There’s more where this comes from too. The graphs below are from an Independent article earlier this year, showing the number of Jewish children in full time education in Hackney according to the Department for Education’s school census. Hackney is thought to be home to as many as 30 unregistered Charedi schools:

Spot the difference

Again, you can see the problem here immediately. At the age of around 12/13, Jewish boys all but disappear from full time education.

Now you might ask how we know that when they disappear, they disappear into illegal religious schools. The answer is simple. No one has ever made any attempt to disguise this fact. Take as an example a report from 2007 produced by the Board of Deputies of British Jews:

“It can also be observed from Table 1 that the attendance figures for boys from Years 8 through 11 show a dramatic fall-off to almost zero. This is due to boys leaving these schools around the age of bar mitzvah in order to attend yeshivot (seminaries for young, unmarried men).”

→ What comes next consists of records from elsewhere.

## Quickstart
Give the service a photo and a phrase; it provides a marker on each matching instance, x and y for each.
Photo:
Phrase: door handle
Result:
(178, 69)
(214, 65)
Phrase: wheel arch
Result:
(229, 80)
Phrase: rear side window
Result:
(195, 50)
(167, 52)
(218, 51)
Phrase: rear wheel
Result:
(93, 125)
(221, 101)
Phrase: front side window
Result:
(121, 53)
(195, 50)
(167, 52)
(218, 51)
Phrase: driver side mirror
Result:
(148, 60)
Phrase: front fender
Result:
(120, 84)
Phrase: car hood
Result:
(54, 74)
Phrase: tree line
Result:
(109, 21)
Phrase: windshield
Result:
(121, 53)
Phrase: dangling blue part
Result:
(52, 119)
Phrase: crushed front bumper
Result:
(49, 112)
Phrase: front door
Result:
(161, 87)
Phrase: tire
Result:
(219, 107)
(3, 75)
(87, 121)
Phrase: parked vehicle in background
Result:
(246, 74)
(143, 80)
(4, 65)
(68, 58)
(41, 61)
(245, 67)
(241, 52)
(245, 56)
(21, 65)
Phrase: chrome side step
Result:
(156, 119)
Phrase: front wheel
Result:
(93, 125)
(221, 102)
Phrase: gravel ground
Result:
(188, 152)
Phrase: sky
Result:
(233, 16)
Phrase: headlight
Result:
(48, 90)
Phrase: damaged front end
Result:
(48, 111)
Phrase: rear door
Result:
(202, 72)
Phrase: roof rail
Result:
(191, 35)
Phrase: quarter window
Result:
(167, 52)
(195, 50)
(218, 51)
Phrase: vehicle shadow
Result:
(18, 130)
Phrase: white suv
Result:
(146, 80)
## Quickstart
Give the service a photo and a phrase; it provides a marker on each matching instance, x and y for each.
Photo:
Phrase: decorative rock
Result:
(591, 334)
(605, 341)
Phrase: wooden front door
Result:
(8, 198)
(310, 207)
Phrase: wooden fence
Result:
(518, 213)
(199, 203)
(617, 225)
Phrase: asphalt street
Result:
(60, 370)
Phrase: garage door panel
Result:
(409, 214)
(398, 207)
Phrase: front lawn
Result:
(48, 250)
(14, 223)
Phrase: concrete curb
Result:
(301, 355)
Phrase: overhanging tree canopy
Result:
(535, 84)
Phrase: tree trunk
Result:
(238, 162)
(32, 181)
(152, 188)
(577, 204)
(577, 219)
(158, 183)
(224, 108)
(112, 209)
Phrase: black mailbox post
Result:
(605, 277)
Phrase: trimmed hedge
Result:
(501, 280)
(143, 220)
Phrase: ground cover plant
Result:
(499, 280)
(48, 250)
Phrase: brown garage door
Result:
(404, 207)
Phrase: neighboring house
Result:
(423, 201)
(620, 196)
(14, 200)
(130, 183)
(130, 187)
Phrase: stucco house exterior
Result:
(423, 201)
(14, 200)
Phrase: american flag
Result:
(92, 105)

This is a public report, drawing on official data from the Department for Education, which openly and uncritically acknowledges that when boys in the strictly Orthodox community reach their early teens it is normal for them to start attending illegal, unregistered schools and for the entirety of their education from there on in to be focused exclusively on the study of scripture. And before you begin to wonder what is wrong with this – deeply religious schools serving deeply religious communities – take some time to read about what these places are like from the former pupils who have shared their experiences on this site.

We are lucky enough to live in a country and in a time in which one child going missing makes national news and provokes public outcry. And yet, when the children from almost an entire religious community go missing from the education system, year on year and by their thousands, our reaction and the reaction of our Government is to do almost nothing. That has to change.